In the present study, the method proposed for determining lead in beer samples was described and compared according to the detection technique used. The most important details of the published procedures for lead preconcentration, in terms of kind of sample, are presented in Table 3. To compare the method studied in this paper, preconcentration factor and sample volume have been taken into account, and it does not require the use of complexing agents.

Table 3

Comparation of methods for lead preconcentration with detection by FAAS.

Sample	Preconcentration technique	Chelating agent/ modifier	PF	LOD (μg L−1)	SV (mL)	Ref
Water and food	CPE	—	25	3.42	50	[12]
Environmental	SPE	Dibenzyldithiocarbamatechelates on Dowex Optipore V-493	50	0.65	25	[13]
Environmental	Multi-element coprecipitation	Cu(II)- dibenzyldithiocarbamate	50	0.87	No data	[14]
Food	SPE	APDC	80	0.45	400	[15]
Beer	SPE	—	93	7.5	15	This work

PF—preconcentration factor; LOD—limit of detection; CPE—cloud point extraction; SPE—solid phase extraction; SV—sample volume; APDC—ammonium pyrrolidine dithiocarbamate.

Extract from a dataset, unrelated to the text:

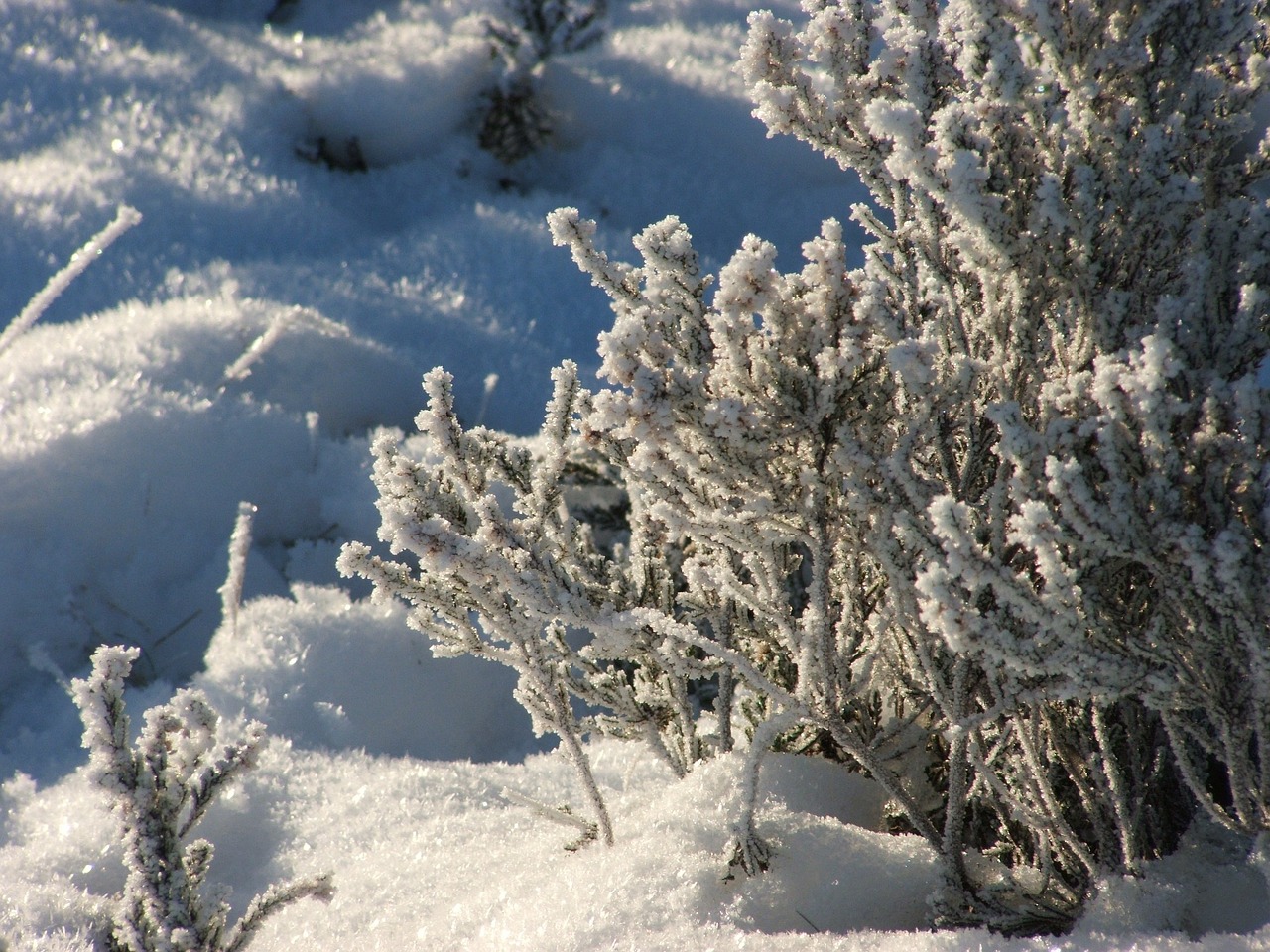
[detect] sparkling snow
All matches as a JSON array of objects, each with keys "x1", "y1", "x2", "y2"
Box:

3.3. Application of the Method and Recovery Tests

The proposed method was applied to the beer samples. In all samples, the analyte concentration was below the detection limit of the method. Thus, in order to assess the analyte recovery, all samples were spiked at concentration levels from 0 to 50 μg L−1, and analytical curves were constructed in order to compare the slopes. The results obtained are shown in Table 4, where it can be seen that there is no difference between the recovery values for the samples, indicating that the analyte was quantitatively retained and eluted for all of the samples evaluated.

Table 4

Relative recovery for the four samples submitted to the proposed method.

	Recovery (%)	R.S.D (%)
Sample 1	93.8	0.4
Sample 2	91.4	0.1
Sample 3	112.0	1.1
Sample 4	80.7	0.3

4. Conclusions

The procedure developed using SPE with detection by FAAS allowed the direct determination of Pb at the level of μg L−1 in beer samples. Due to the preconcentration step, it was possible obtain a low limit of detection. The optimization of the preconcentration system using a factorial design and the response surface methodology enabled the optimization of the procedure to be carried out with a reduced number of experiments, thus requiring a lower quantity of reagents. The proposed procedure may be applied as a quality control tool to determine other elements present in low concentrations in beer samples.